Le second souffle de Skepta
Londres, début des années 2000. Excroissance du hip-hop anglais, le grime émet ses premières pulsations dans les faubourgs crasseux de l’est. Un rap DIY, cru et abrasif, soutenu par les radios pirates, brassant UK garage, drum & bass, dubstep, hip-hop et dancehall. Parmi les pionniers du mouvement, Dizzee Rascal, Wiley, Kano… et puis Skepta.
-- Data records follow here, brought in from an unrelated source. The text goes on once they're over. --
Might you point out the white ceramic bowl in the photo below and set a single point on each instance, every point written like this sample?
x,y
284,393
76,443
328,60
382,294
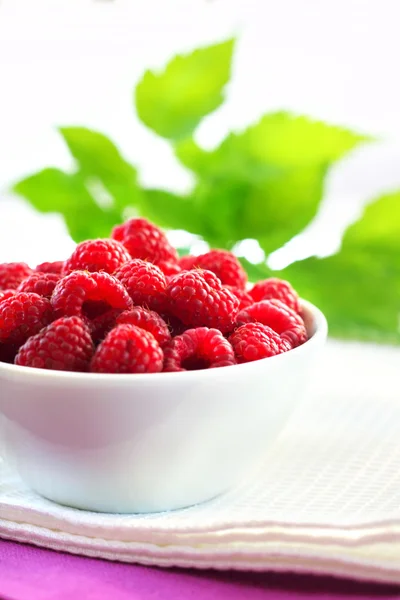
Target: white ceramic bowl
x,y
145,443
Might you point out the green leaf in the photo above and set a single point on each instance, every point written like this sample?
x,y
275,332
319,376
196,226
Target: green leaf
x,y
266,182
53,191
170,210
100,162
359,287
173,102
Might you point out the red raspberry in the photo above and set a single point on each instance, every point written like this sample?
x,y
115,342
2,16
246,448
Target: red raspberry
x,y
51,267
169,268
148,320
225,265
200,348
128,349
11,275
279,317
64,345
145,283
23,315
278,289
187,262
97,255
7,294
99,326
42,284
144,240
198,299
244,297
254,341
88,295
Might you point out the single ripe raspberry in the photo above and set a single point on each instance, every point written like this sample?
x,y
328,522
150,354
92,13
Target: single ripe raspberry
x,y
23,315
244,297
145,283
97,255
144,240
101,325
42,284
277,289
51,267
128,349
64,345
200,348
198,299
254,341
7,294
187,262
148,320
11,275
169,268
225,265
89,295
279,317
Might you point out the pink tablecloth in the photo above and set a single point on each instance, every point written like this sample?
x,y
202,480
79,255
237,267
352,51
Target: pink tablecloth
x,y
29,573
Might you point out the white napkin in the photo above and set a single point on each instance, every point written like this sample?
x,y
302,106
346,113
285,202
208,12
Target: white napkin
x,y
326,500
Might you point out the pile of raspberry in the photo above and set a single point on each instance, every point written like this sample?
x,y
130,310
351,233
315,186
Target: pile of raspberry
x,y
129,304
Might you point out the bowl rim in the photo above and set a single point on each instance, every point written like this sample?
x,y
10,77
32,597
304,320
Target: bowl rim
x,y
319,324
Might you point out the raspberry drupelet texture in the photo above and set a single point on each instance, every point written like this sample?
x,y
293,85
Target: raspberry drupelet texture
x,y
200,348
277,289
198,299
148,320
11,275
128,349
279,317
145,283
144,240
51,267
225,265
97,255
254,341
244,297
169,268
89,295
42,284
23,315
7,294
64,345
Propulsé l’an dernier à la face du monde entier, à 30 ans et des poussières, la nouvelle coqueluche du rap underground s’active en réalité depuis une dizaine d’années dans l’ombre.
Vétéran du grime
Au départ, Skepta, né Joseph Junior Adenuga, joue des platines et signe des productions épaisses, dark et futuristes, pour le Meridian Crew, collectif grime de Tottenham. Lorsque le Meridian Crew éclate en 2005, Skepta et son frère JME vont palper le mic du côté de Roll Deep, le groupe de Wiley, avant de fonder leur propre clique, les Boy Better Know (BBK). Joseph affute son flow, agile et musclé, sur une flopée de mixtapes ; entre temps, Wiley, Jammer, Frisco, DJ Maximum et Shorty, sont venus gonfler les rangs du crew. Un mouvement de danse aux faux airs de Macarena, le « Rolex Sweep », du nom du tube electro de Skepta, boostera un peu plus tard la popularité de BBK outre-Manche. Mieux, en 2012, le groupe, qui aime se frotter à d’autres à travers des joutes verbales, coucher ses adversaires à coups de rimes acérées, arrache survolté la première place de la gigantesque battle Red Bull Culture Clash. En solo, Skepta pond son premier album dès 2007, « Greatest Hits », applaudit par la critique.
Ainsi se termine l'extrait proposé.